Les discussions ont également porté sur le projet de modernisation de la route Kisangani–Walikale. Cet axe est présenté comme une infrastructure susceptible de renforcer la connexion entre la Tshopo, le Nord-Kivu et les territoires environnants.
Sa modernisation pourrait contribuer à améliorer les échanges commerciaux, à faciliter l’évacuation des produits agricoles et à ouvrir davantage les zones rurales aux marchés. Au-delà de la question du transport, les autorités considèrent les infrastructures routières comme un levier important pour stimuler les activités économiques et favoriser le développement régional.
La délégation du Nord-Kivu à cette concertation est conduite par le gouverneur militaire, le général-major Kakule Somo Evariste.
Le député provincial Kambale Lutsumbi Bienvenu, élu de Butembo, a également pris part aux démarches visant à porter les préoccupations de sa circonscription auprès du gouvernement central. Il a affiché sa détermination à contribuer à la recherche de solutions durables aux problèmes d’infrastructures qui affectent la population et les opérateurs économiques.
Pour les élus et responsables locaux, l’enjeu ne se limite pas à la réhabilitation ponctuelle de quelques tronçons. Il s’agit surtout de mettre en place une stratégie permettant d’assurer la durabilité des infrastructures, d’améliorer leur entretien et de garantir une meilleure connexion entre les différentes provinces.

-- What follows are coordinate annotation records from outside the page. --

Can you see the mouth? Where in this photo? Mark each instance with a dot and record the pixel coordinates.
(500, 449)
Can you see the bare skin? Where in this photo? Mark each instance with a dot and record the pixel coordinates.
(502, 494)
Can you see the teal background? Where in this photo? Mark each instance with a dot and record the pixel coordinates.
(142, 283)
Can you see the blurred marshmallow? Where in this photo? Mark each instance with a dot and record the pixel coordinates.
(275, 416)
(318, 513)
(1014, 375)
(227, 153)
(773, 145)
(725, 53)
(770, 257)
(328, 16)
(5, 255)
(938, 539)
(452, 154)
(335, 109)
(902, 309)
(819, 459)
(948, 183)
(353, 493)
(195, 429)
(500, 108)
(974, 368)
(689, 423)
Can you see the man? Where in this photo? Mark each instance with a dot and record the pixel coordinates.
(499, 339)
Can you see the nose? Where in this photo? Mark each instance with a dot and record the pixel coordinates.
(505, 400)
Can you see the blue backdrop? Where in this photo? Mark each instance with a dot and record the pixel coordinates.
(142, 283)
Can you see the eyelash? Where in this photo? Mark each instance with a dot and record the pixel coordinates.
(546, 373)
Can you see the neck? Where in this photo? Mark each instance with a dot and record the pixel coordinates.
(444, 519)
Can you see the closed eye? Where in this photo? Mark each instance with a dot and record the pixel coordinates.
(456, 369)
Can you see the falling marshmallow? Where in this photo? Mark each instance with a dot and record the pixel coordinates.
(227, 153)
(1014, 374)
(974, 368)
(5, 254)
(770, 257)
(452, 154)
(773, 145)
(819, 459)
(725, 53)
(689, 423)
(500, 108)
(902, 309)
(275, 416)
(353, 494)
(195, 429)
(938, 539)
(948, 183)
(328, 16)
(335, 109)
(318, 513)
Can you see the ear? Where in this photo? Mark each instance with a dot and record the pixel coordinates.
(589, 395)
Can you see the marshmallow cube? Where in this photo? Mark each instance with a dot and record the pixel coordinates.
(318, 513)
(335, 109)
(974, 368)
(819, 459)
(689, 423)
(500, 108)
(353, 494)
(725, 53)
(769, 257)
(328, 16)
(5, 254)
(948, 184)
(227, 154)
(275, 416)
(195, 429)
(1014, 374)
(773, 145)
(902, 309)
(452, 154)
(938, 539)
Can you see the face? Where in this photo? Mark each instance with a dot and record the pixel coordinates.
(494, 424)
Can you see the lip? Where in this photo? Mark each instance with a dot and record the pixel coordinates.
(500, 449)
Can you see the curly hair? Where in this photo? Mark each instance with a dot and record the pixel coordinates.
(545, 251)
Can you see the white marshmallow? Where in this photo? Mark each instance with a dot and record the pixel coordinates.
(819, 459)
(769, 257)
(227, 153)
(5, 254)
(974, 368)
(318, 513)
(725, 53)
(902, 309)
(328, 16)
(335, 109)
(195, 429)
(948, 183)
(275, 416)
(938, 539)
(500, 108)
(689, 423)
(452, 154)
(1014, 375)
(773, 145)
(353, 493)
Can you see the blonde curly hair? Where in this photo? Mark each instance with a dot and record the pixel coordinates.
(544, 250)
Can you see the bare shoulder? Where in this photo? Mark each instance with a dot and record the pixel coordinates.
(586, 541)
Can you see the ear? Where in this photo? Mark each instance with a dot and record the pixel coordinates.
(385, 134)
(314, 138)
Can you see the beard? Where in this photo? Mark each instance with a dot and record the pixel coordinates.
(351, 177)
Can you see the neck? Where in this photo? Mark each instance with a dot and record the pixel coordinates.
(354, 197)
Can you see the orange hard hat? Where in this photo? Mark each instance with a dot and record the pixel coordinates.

La rencontre de Kisangani traduit ainsi la volonté des autorités de privilégier une approche coordonnée des problèmes routiers. Les infrastructures ne s’arrêtant pas aux limites administratives des provinces, leur réhabilitation nécessite une collaboration entre les différents niveaux de l’État.
L’amélioration des routes et des ponts devrait permettre de réduire les difficultés de déplacement, de faciliter le transport des marchandises et de renforcer les échanges entre les populations des provinces concernées.
Pour le gouvernement, le développement des infrastructures routières constitue également un moyen de lutter contre l’enclavement de certaines zones et de rapprocher les centres urbains des territoires ruraux.
Dans les provinces concernées, les attentes restent particulièrement fortes. La dégradation des routes entraîne souvent une augmentation des coûts de transport, ralentit les échanges commerciaux et complique l’évacuation des produits agricoles vers les grands centres de consommation.
La concrétisation des projets évoqués à Kisangani sera donc particulièrement suivie par les populations et les acteurs économiques. Au-delà des annonces, ces derniers attendent désormais des travaux visibles, financés et réalisés dans des délais raisonnables.
En présidant cette concertation, John Banza entend ainsi poser les bases d’une dynamique de coopération autour des principales priorités en matière d’infrastructures. L’objectif affiché est de faire émerger des réponses coordonnées et durables pour améliorer le désenclavement, la mobilité et les échanges commerciaux entre le Nord-Kivu, la Tshopo, le Maniema et les provinces voisines.
La réussite de cette démarche dépendra toutefois de la capacité des autorités à transformer les conclusions de la concertation en actions concrètes sur le terrain. Pour les populations, l’amélioration effective des routes demeure en effet l’un des indicateurs les plus attendus du développement de leurs territoires.